Gli sforzi congiunti tra Cina ed India in Afghanistan si scontrano però con un ostacolo rappresentato dalla stretta relazione di Pechino con la nemesi di New Delhi, il Pakistan. Il 2015 ha visto l’inaugurazione del Corridoio Economico Cina-Pakistan (CPEC), un vasto progetto vertente sull’energia e le infrastrutture comportante più di $60 miliardi di potenziali investimenti. Il CPEC è stato visto come la punta di diamante della “Belt and Road” e, in quanto tale, si colloca già ad uno stadio più avanzato rispetto ad altre componenti del BRI.

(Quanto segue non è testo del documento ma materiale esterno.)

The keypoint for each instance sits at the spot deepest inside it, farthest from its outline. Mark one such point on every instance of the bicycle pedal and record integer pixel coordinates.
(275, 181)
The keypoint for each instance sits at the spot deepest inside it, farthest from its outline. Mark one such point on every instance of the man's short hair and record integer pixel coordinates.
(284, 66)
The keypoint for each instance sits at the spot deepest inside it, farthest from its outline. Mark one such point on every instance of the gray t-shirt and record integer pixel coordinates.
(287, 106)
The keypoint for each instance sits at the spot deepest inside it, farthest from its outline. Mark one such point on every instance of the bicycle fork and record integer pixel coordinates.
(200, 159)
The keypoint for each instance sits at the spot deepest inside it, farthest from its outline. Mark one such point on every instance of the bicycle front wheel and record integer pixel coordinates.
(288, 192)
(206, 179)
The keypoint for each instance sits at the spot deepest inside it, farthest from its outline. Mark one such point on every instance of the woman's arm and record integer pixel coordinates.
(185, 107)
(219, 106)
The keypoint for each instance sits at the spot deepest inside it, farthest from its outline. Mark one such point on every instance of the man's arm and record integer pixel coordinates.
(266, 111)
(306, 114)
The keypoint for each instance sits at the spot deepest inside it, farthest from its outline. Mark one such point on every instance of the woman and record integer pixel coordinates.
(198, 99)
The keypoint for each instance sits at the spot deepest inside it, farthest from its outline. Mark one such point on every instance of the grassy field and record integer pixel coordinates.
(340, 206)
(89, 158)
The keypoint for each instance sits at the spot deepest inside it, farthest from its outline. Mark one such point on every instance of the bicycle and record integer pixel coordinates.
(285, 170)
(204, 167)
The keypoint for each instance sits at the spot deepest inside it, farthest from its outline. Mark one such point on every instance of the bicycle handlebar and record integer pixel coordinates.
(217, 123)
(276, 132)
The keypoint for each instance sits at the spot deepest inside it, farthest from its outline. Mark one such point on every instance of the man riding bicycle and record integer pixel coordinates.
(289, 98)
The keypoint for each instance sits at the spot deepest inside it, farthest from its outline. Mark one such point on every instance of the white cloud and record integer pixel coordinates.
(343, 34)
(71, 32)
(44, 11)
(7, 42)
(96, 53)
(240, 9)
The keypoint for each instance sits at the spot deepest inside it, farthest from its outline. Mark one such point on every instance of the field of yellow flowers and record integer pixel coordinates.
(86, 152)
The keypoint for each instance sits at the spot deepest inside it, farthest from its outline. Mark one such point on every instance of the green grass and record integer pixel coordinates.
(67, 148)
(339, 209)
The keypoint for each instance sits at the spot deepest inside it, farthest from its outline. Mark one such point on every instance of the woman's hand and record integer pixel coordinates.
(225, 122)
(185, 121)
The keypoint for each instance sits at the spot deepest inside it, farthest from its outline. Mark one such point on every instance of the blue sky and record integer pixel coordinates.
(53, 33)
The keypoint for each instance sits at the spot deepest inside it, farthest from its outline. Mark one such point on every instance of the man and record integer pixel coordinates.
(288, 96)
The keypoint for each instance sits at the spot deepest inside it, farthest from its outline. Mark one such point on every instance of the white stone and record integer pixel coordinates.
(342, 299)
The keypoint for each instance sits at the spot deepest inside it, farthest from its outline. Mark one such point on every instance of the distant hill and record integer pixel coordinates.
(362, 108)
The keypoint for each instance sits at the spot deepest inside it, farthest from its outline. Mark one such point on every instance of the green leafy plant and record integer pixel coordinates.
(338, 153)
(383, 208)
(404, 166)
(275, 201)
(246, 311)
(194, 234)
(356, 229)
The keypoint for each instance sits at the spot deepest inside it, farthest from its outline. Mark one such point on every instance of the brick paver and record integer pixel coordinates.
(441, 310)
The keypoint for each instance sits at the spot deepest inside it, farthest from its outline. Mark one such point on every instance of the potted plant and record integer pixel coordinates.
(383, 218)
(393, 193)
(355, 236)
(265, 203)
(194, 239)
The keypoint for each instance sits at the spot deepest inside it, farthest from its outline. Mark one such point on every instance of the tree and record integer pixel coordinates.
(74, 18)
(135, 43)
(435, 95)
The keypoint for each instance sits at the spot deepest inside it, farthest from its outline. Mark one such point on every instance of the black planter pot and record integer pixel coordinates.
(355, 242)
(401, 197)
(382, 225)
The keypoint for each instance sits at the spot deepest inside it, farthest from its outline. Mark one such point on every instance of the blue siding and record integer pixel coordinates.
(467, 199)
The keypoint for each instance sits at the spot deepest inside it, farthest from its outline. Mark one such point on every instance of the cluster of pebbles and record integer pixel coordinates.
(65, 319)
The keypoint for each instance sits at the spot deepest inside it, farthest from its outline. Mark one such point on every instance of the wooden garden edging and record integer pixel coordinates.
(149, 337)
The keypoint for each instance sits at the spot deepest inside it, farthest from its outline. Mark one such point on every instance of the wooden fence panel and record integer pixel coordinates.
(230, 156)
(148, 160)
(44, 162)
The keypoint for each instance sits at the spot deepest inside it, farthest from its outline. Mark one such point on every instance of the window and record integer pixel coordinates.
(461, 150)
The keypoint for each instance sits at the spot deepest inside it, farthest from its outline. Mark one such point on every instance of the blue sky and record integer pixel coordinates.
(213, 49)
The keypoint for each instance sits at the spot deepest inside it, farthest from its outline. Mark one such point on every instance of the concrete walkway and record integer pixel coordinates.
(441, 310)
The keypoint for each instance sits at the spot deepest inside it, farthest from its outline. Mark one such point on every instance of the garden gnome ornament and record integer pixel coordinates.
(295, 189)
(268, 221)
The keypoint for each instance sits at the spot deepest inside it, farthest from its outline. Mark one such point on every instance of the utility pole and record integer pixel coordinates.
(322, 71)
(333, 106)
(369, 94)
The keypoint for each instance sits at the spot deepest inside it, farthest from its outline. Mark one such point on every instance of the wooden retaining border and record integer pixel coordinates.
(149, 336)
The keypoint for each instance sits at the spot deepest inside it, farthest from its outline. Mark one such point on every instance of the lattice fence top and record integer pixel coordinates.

Secondo quanto risulta, il CPEC è “una  delle opzioni più facilmente realizzabili” al fine di integrare l’Afghanistan nel BRI. Esistono alcuni collegamenti transfrontalieri ferroviari e stradali a vari stadi di sviluppo. Se è vero che nessuno di questi è prossimo al completamento, la Cina in ogni caso intende chiaramente sostenere il disegno.

Nel 2017 Pechino ha dato avvio ad un dialogo trilaterale con Pakistan e Afghanistan non solo per  allargare il CPEC ma anche per migliorare la difficile relazione tra i due vicini caratterizzata da scontri di frontiera e blocco dei confini. Questi sforzi hanno prodotto i risultati sperati, come dimostrato dal miglioramento delle relazioni tra Kabul ed Islamabad culminato con la firma di un accordo di cooperazione a maggio.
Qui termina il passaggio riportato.